What I found most interesting was the role of curators and their own personal motivations for studying, acquiring, and displaying artifacts. The idea that Western classicists feel something akin to ownership towards the objects they study and acquire is revealing of the societally-constructed role that curators hold in both the art world and the real world.  Personal anecdotes and writings of many curators, both modern and older, use fascinating emotional descriptions of newly-acquired or favorite artifacts. Curating for high-profile and wealthy museums combines power and money, effectively creating the deep connection that borders on ownership that many curators seem to display. However, at the center of the motivational factors lies a passion for the study of art and history, revealed in the pathos of curators describing artifacts they feel connections with. What inspires this more sentimental drive?

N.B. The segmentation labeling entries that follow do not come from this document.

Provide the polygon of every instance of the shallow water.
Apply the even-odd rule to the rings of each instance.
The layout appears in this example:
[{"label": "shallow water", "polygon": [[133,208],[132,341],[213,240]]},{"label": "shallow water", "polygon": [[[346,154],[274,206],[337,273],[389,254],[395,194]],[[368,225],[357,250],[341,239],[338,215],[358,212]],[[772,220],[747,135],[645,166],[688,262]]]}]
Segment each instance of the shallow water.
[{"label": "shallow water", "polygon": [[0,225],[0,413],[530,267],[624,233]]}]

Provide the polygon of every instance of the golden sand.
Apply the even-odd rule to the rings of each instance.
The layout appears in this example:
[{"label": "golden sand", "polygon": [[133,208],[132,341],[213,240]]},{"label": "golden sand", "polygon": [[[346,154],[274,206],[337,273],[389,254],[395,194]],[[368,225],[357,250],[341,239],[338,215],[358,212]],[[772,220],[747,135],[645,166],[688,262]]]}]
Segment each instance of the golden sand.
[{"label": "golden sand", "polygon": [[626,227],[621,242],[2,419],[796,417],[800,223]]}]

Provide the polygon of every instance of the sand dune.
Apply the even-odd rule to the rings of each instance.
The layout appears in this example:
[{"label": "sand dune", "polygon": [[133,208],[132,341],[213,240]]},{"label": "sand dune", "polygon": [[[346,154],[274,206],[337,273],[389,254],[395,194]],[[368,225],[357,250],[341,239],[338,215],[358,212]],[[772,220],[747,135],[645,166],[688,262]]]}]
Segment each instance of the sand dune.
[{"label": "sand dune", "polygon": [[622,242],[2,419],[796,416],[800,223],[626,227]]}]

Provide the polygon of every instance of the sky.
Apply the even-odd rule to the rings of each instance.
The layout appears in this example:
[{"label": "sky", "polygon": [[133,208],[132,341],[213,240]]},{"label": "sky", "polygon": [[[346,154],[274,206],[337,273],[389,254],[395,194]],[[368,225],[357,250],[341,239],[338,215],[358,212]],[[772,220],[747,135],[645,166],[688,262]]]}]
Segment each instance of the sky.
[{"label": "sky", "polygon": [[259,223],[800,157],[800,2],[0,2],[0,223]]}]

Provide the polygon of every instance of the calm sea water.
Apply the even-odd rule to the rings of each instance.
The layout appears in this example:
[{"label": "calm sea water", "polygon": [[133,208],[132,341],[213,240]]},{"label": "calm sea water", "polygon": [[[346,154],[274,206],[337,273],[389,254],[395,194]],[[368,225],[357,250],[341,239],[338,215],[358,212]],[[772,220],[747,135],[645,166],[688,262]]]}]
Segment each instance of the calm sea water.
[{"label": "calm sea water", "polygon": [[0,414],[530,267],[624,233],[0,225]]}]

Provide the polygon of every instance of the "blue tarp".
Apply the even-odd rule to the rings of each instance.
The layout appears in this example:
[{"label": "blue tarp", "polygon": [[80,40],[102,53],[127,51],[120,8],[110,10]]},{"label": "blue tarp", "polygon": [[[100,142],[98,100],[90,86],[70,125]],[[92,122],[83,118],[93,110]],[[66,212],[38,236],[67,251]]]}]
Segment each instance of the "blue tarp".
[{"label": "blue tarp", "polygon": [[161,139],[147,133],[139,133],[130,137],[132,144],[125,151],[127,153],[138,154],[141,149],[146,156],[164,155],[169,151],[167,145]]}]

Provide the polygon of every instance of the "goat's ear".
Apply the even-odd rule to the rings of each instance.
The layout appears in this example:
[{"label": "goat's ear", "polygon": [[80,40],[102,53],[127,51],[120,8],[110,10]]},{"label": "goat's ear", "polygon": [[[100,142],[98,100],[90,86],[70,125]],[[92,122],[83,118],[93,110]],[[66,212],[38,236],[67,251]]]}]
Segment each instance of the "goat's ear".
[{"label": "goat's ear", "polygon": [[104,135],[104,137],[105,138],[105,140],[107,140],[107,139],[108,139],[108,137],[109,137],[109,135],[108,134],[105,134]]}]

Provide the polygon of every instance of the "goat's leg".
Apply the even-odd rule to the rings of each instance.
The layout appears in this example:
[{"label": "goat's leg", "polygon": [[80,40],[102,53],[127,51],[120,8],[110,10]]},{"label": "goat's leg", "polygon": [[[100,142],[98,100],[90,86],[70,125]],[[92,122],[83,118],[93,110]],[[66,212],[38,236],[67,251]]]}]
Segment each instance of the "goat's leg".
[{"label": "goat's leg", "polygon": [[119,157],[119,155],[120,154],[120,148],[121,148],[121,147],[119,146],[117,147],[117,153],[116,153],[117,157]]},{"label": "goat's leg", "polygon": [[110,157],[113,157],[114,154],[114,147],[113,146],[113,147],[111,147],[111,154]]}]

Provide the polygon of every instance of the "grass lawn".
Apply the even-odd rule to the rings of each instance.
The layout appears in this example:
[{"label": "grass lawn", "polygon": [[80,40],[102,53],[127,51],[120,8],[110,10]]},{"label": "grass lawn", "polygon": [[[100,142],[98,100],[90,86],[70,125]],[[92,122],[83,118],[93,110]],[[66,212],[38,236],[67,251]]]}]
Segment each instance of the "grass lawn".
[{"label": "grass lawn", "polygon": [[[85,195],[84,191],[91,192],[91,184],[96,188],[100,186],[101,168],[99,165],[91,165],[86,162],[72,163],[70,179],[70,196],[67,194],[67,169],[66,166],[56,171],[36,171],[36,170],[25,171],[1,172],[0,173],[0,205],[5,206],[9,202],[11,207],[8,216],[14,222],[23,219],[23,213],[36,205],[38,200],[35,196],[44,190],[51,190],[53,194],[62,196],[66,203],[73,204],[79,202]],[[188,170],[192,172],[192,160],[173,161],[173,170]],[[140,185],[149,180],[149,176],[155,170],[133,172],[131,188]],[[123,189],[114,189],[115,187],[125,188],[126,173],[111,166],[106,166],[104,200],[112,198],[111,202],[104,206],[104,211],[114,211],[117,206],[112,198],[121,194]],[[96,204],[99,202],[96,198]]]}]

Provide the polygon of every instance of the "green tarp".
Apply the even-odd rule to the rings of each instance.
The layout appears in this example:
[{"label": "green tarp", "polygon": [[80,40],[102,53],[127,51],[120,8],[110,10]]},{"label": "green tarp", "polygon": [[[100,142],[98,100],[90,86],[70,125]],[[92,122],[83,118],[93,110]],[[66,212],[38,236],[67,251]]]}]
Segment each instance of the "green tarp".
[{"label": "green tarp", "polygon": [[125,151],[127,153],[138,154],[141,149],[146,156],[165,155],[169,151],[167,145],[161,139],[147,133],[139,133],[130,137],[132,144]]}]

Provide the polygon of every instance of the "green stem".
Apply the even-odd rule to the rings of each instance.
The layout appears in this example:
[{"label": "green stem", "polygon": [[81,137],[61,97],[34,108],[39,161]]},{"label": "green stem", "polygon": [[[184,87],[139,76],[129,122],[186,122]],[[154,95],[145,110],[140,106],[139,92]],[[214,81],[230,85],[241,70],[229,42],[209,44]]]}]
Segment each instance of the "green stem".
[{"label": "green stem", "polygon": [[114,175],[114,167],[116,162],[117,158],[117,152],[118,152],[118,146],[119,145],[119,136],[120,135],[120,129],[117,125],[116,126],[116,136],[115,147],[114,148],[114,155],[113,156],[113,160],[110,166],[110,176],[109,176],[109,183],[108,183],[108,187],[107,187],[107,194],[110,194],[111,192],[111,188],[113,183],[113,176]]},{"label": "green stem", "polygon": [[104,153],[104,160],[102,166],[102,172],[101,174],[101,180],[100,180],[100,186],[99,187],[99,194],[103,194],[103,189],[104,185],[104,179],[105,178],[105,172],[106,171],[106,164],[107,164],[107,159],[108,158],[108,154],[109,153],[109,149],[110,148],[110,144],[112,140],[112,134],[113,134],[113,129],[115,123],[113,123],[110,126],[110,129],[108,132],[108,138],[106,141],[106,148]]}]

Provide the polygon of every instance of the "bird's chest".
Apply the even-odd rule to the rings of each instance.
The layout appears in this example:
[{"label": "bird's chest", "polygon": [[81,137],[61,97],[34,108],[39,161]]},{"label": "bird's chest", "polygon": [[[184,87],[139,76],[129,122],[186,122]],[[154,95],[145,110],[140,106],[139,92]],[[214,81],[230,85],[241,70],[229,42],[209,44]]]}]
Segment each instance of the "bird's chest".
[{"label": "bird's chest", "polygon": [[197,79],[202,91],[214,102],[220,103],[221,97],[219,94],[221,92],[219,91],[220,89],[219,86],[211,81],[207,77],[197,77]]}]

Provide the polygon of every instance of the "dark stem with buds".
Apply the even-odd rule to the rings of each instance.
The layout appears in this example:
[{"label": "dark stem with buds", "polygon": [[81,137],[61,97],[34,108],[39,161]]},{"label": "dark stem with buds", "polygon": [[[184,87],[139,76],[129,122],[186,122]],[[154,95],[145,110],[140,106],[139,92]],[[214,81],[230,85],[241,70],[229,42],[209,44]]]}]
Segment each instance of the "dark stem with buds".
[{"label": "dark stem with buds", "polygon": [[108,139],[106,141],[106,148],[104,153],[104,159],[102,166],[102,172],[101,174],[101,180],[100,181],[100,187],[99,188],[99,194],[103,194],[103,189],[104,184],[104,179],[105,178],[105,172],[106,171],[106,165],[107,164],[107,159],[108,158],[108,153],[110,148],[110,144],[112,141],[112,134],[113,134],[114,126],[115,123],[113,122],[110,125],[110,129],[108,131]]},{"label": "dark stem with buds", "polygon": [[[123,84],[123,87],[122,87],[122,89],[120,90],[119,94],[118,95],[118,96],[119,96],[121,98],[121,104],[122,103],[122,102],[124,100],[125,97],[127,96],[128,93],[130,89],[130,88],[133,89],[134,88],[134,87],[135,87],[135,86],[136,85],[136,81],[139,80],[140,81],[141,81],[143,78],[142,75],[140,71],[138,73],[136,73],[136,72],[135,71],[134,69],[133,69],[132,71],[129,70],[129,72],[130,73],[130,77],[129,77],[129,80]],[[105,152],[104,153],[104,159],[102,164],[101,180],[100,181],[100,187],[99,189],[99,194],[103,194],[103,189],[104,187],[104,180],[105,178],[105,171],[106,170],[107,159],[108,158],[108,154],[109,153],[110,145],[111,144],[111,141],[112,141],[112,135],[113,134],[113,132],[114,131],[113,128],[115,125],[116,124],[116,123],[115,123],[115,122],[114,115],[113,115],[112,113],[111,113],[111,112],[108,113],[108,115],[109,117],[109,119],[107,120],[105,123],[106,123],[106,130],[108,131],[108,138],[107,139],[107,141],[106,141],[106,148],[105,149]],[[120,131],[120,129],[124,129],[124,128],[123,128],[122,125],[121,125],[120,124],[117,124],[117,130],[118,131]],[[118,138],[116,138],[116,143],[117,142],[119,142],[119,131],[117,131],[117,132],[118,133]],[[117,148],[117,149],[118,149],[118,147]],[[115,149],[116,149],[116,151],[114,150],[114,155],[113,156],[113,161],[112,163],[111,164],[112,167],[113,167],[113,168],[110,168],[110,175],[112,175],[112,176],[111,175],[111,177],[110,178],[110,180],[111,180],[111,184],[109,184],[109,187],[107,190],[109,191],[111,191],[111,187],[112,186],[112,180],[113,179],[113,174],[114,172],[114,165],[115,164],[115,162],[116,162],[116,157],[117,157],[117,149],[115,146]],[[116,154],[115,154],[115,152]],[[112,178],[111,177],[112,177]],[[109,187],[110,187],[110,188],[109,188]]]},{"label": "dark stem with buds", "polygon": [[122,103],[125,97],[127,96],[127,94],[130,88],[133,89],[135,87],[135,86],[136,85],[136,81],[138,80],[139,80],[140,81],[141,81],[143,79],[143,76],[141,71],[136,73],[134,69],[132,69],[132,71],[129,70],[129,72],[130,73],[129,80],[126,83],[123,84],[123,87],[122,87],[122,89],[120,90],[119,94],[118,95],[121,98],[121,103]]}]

I believe it lies within a love of the very cultures of the past that curators and other such professionals dedicate their lives and careers to. Understanding the past through a society’s artifacts is our best and only option in some cases. Because physical objects can be so limiting in what they conclusively tell us, I suspect that curators subconsciously utilize other ways of connecting with both the artifact and its past to deepen their own academic relationship with it. This requires a kind of embodied engagement similar to a concept called third-order change in the field of epistemology, specifically as it is manifested within studies of oppression. Third-order changes are used to address contributory injustices, which are willful ignorance that maintain and utilize structural prejudices and their resulting prejudiced resources. A third-order change, colloquially understood as a practice of “world-traveling,” “requires perceivers to be aware of a range of differing sets of hermeneutical resources in order to be capable of shifting resources appropriately.” (Dotson, 2012) Described as almost a mystical connection with another culture that allows one to simultaneously understand and appreciate genuine cultural differences of others, it is very difficult to do — some argue that it is actually unattainable. The innate, indescribable need of curators and other to connect with ancient cultures on a deeper, “mystic” level that is nearly unattainable in order to totally connect with that society’s social collective resources can be best understood by borrowing these concepts from epistemology. This intersection of epistemology and injustices with modern wrongs (aka a lack of understanding or knowledge) to ancient objects effectively marginalizes original owners of artifacts owing to their static location in history. I think that curators use their own form of third-order changes on a personal level to overcome the static nature of histories and cultures of objects of the past that are essentially a form of contributory injustices.

References:

Dotson, Kristie. “A Cautionary Tale: On Limiting Epistemic Oppression.” Frontiers: A Journal of Women Studies, vol. 33, no. 1, 2012, p. 24., doi:10.5250/fronjwomestud.33.1.0024.